Immer wieder höre ich das. Oft warfen Menschen Yoga als Lebensweg vor, ganz egozentrisch zu sein. Damals argumentierten wir, um verständlich zu machen, warum das nicht ist. Heute wäre mir das Argumentieren viel zu mühsam.

Yoga Egozentrik vorzuwerfen ist wie mit Steinen werfen, wenn man im Glashaus sitzt.

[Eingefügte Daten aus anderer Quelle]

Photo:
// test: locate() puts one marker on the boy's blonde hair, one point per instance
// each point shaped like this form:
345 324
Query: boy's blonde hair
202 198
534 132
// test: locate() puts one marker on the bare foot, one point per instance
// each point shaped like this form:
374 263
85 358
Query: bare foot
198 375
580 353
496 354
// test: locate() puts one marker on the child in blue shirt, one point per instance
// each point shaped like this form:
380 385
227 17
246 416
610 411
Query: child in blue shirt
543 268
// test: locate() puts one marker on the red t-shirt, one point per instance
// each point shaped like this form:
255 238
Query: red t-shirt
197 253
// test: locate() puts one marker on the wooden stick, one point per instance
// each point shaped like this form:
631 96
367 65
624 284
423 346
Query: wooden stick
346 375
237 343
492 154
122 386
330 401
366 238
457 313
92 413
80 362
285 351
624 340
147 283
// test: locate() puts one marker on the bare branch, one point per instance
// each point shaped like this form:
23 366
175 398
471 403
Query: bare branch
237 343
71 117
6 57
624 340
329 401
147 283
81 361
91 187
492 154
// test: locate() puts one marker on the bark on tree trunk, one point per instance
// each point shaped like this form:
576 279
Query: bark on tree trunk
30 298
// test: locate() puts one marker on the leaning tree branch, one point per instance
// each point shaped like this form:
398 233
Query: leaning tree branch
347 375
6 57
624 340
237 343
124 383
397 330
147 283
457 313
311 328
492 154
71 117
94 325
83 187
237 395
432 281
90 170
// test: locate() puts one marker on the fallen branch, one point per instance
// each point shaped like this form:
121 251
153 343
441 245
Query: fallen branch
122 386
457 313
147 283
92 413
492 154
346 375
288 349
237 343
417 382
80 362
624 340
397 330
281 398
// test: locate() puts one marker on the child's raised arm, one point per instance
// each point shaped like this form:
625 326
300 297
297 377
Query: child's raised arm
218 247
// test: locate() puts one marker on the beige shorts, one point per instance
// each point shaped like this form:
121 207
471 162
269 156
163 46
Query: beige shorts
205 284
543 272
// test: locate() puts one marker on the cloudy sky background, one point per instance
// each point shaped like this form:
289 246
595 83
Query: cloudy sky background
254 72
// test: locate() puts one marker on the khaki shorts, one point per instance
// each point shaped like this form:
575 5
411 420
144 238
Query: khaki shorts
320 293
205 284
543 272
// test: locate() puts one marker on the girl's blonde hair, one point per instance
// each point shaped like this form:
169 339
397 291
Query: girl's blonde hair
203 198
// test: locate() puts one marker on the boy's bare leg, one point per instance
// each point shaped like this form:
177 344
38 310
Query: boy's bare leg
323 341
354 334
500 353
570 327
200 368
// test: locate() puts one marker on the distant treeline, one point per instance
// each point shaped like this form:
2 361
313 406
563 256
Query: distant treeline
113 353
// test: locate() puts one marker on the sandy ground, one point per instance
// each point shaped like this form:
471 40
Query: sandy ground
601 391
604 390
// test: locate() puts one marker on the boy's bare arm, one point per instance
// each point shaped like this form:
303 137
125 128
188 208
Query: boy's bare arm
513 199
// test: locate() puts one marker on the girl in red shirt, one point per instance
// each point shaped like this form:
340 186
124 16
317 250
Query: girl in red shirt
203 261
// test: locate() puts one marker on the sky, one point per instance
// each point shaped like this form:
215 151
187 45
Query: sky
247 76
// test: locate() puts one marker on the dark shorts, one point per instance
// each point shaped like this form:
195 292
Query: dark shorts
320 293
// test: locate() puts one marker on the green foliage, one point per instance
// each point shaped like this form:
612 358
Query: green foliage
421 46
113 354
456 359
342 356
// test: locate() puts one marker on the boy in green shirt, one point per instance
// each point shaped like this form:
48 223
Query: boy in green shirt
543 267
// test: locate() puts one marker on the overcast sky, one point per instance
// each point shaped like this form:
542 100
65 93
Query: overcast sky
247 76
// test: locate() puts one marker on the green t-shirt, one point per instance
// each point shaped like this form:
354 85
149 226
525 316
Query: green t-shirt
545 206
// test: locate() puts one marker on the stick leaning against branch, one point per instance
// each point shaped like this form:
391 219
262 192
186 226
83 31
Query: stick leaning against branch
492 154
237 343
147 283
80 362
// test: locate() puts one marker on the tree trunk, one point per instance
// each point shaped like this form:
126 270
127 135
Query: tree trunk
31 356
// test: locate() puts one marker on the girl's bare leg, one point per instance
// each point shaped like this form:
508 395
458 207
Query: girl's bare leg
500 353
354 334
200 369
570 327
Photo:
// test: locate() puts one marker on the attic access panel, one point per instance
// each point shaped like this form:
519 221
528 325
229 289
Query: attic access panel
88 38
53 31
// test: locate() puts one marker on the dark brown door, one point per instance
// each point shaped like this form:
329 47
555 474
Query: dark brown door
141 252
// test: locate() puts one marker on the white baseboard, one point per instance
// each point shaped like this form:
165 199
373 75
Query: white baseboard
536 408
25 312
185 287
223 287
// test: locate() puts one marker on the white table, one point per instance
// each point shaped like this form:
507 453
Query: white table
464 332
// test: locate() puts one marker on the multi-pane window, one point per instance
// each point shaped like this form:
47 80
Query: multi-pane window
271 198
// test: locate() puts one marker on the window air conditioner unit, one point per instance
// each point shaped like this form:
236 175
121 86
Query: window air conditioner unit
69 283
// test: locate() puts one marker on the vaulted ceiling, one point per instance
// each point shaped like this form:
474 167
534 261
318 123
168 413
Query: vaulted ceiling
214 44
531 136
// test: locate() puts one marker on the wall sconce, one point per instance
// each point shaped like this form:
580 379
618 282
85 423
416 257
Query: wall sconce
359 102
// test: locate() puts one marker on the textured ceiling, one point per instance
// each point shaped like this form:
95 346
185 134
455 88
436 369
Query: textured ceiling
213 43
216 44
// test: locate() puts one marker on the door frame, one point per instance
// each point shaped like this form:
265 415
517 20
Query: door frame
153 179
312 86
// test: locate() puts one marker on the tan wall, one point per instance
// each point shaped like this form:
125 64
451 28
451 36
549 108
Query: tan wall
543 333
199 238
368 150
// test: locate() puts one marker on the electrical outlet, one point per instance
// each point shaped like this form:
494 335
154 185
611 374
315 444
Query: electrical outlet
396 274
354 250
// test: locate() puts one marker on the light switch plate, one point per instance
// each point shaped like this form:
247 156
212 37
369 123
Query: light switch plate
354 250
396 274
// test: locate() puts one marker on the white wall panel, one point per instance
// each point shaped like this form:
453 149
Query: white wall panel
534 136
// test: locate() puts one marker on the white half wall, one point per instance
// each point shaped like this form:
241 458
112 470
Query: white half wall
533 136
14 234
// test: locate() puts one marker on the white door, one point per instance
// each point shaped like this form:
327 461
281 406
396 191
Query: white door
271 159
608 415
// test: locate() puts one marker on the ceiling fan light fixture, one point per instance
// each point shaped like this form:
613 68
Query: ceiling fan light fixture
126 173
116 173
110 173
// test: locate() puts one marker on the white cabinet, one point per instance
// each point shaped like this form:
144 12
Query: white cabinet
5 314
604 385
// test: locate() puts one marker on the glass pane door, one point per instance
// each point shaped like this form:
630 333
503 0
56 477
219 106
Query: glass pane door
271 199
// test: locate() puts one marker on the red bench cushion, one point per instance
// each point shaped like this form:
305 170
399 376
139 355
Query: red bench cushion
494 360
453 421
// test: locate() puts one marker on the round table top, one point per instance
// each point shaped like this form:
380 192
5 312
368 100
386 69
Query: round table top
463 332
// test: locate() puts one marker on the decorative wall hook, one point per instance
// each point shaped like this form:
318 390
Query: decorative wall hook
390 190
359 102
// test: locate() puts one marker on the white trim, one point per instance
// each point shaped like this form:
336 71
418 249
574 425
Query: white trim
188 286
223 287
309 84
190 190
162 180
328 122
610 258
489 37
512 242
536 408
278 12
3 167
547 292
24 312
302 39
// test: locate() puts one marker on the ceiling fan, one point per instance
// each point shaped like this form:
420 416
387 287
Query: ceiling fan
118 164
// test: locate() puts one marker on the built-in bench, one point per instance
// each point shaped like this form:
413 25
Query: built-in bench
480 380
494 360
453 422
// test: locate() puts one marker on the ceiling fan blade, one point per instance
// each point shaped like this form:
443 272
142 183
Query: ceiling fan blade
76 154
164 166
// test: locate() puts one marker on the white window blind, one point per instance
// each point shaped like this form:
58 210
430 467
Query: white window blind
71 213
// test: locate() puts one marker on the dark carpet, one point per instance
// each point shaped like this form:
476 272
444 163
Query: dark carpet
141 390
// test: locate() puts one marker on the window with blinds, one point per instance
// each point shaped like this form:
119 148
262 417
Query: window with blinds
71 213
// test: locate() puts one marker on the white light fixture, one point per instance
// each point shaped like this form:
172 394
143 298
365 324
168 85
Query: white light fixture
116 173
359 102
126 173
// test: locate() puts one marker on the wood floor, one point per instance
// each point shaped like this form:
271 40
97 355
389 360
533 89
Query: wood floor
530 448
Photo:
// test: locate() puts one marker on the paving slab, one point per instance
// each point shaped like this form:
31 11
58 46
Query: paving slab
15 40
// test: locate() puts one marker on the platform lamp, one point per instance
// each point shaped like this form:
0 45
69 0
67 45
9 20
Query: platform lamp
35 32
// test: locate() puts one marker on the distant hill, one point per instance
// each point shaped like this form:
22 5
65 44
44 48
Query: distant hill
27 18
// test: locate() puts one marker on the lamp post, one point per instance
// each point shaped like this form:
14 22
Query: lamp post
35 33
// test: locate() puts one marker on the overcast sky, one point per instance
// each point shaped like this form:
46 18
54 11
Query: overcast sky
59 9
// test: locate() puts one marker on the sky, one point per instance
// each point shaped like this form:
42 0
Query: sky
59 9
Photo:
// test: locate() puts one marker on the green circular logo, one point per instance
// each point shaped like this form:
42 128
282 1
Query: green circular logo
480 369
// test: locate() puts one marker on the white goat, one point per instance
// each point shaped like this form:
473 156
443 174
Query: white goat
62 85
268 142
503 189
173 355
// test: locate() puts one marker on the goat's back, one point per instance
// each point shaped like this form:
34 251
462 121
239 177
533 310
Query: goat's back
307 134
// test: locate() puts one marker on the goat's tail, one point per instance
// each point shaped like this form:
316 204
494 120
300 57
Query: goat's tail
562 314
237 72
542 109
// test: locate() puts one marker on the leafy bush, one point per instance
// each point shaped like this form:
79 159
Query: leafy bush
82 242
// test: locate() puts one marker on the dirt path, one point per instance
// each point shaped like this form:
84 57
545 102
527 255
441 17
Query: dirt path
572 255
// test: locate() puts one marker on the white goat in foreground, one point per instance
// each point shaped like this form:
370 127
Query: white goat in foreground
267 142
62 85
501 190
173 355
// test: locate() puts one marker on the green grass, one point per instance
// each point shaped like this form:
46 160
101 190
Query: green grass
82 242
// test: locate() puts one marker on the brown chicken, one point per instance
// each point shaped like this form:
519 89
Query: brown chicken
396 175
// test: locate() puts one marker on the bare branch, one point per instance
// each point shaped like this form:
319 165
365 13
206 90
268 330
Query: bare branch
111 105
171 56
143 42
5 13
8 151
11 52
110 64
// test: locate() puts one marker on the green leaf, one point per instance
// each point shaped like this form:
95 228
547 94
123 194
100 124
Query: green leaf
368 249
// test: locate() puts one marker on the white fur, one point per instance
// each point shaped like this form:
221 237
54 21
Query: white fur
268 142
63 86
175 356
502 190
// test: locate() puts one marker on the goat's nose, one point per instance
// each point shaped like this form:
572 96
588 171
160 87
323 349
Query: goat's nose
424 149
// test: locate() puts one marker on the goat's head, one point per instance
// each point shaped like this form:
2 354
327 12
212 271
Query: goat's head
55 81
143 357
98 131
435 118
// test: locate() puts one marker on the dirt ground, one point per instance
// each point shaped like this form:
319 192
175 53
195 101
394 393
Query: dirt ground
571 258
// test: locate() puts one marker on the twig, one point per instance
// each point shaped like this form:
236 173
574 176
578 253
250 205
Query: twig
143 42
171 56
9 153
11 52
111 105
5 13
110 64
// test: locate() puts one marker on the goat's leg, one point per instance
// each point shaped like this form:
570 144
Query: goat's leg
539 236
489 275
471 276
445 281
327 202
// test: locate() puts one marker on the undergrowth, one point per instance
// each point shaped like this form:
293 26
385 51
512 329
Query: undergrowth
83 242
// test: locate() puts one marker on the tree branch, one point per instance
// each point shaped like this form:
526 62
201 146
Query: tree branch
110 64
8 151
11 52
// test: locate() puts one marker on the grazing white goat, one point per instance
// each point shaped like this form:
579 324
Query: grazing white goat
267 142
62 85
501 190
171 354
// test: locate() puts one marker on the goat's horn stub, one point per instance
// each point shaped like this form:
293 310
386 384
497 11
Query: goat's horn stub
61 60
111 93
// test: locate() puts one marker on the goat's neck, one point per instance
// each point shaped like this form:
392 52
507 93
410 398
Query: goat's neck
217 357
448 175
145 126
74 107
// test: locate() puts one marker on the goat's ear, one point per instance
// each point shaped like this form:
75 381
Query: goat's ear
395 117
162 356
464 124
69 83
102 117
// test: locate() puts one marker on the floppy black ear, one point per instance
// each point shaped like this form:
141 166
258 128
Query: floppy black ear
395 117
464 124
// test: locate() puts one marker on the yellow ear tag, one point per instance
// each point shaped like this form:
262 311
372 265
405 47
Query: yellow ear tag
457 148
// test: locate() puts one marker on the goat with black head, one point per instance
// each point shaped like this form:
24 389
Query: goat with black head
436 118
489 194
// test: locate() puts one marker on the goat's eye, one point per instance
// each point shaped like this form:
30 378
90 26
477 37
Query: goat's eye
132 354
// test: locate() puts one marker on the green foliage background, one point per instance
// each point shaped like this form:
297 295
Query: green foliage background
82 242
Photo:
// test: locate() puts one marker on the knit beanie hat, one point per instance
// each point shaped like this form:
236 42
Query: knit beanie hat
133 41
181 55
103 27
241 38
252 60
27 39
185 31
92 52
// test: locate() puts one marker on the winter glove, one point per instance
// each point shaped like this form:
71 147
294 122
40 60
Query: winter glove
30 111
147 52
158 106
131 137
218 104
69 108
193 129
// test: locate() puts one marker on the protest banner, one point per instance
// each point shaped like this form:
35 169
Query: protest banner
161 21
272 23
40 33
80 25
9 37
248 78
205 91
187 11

Heute gebärden sich viele Menschen als Schützer von allem Möglichen: von der Umwelt, vom Klima, von der Natur, der Erde, wirklich, so viel Schutz wird gefordert, angeboten, diskutiert, beschlossen. Was für ein Unsinn! Fast wäre es ja zum Lachen. Schauen wir uns mal den Klimaschutz an: Glaubt wirklich irgendjemand, dass das Klima geschützt werden muss? Wenn das Klimaschutzabkommen jetzt endlich (mit welch erstaunlicher Selbstbeweihräucherung das in Paris zustande kam, was für ein Witz, wie sich all die sogenannten Führer feierten, weil sie sich dazu bringen konnten, etwas gemeinsam auf ein Papier zu bringen, von dem gleich die Wichtigsten ausgestiegen sind, bei nächst möglicher Gelegenheit) Gültigkeit hat, ist dann das Klima geschützt? Vor uns Menschen? Denkt da jemand nach? Haben wir nicht ein ziemlich (relativ gesehen) großes Gehirn genau dafür? Fürs Nachdenken?

Wir leben auf einem Planeten, der 4,8 Milliarden Jahre alt ist, 12000 km Durchmesser hat und innen eine Temperatur zwischen 4000 und 6000 Grad hat. Glaubt wirklich jemand, ein paar Grad mehr an der Oberfläche dieses riesigen (verglichen mit uns, natürlich nicht mit dem kürzlich „aufgenommenen“ Schwarzen Loch) Planeten machen für ihn irgendeinen Unterschied? Wie könnte sie das überhaupt mitbekommen? Spürst du 1 Hundertstel Grad auf deiner Haut?

Naturschutz, was für ein Begriff! Die Natur braucht unseren Schutz? Wirklich? Wir alle sind die Natur, ein Teil von ihr. Wie die Bakterien in deinem Darm. Von denen du einen erheblichen Anteil täglich über deinen Stuhlgang wieder abgibst. Du entgiftest dich dabei ganz einfach. Auch wenn du nichts gegen deine Bakterien einzuwenden hast. Geschieht einfach automatisch. Ich kann mir nicht, in keiner Weise vorstellen, dass der Planet Erde irgendwelche besonderen Gefühle für uns hat.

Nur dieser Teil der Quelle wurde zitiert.